Map Maker: Matthaus Seutter
Place / Date: Augsburg / 1730
Coloring: Hand Colored
Size: 22 x 18.75 inches
Condition: Very Good condition with just very few tiny wormholes
Despite the name Utopia in the title this is not Thomas More's ideal society: Schlarraffenlandes is the German Fool's Paradise, a land of vice and debauchery, from a satire by Hans Sachs in the 16th century. Divided into 19 regions with such names as the Kingdom of Extravagance, Empire of Fat Stomachs, Land of Indolence and Land of Gluttony. To the north is the Terra Sancta Incognita (Unknown Land of Religion) where Jerusalem is shown shining from a mountaintop. The large title cartouche is decorated by figures representing gambling, drunkenness, lust and extravagence
Seutter's rare edition of the map of Utopia (Schlaraffenlande), one of several to apppear in the early part of the 18th Century. Schlaraffenland is the German conception of Utopia, an imaginary land of idleness and luxury, where, as described in the 16th Century satire of Hans Sachs, chickens, geese, and pigeons fly around already cooked and waiting to be eaten, and every house is surrounded by a hedge of sausage. Seutter's map expands this theme considerably, and his Schlaraffenland becomes the land of all vice with names like Mammon, Stomach Empire, Land of Booze, Republic of Venerea, Tobacco Island, Prodigal Kingdom, etc., all surrounded by four others: the kingdoms of Youth and Old Age, Terra Sancta Incognita at the top, and Tartari Regnu -- the nether regions -- at the bottom. The geography is shown in remarkable detail, and described at length in a large book that was published at the same time. The numerous place-names on the map are nearly all puns, such as Alamode, Bacchanalia, and Cortisan; many of them are quite crude.
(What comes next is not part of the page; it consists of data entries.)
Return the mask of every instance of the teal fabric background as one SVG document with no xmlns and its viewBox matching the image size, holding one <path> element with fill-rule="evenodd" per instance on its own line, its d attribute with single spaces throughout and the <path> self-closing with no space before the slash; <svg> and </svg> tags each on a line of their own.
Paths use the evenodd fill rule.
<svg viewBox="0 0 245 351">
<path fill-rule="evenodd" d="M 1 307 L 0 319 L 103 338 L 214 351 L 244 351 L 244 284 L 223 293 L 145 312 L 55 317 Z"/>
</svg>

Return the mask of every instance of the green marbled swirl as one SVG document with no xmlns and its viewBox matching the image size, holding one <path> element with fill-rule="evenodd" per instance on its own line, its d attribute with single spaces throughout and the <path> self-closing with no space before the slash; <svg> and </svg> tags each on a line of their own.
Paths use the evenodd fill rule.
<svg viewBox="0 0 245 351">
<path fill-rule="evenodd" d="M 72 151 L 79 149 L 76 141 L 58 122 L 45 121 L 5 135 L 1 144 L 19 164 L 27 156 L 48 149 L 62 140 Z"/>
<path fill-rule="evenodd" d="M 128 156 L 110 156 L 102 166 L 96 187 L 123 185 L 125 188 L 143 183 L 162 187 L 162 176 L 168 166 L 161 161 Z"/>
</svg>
To the north is New Jerusalem, in the unknown country of the pious; to the south is the kingdom of Hell, where all the inhabitants of Schlaraffenland will eventually arrive.
Schlaraffenland maps were issued by Dutch and German mapmakers between about 1700 and 1750. The present example by Seutter is perhaps the scarcest, with a large ornate cartouche and striking color.